# not sure what I have got here!!



## leastofthese (Dec 31, 2009)

not reallysure how long these have been flowering probably since the last week of november. may be around 5 weeks but just not sure. these are the plants from "any help would be greatly appericated) thread. if you read it you know my situation. this is what you all probably call bag seed dont know the orgin or type. they just started specleling out and turning yellow the other day. my temp is 75 my soil ph is around 7 to 7.3. MH 400 watter. been feeding them (I know I know) mircal grow bloom food. 15/30/15 dont forget I have read alot and that is all I could get my hands on at the time. because of the catch containers under my 5 gal buckets I cant water a gallon at a time so I have been feeding them 1/2 per 5 gal. every 3 to 4 days. I am in the processof flushing them starting today.

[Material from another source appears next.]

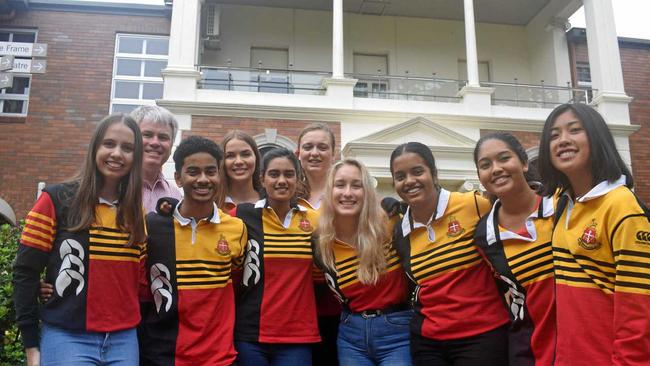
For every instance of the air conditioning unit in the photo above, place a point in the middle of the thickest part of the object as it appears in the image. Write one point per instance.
(211, 40)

I chech the trics the other day and they were clear checked them today and they are milky and some amber depending where I look. the leafs are day looking and all the trics that was on the leafs has dried up and my very well be the little yellow specs on the leafs. so am I ready to harvest or do will it hurt to go ahead and flush a week and re check. oh yeah while I was looking at the buds under the old scope an little friend walked by must be some very small bug any clues???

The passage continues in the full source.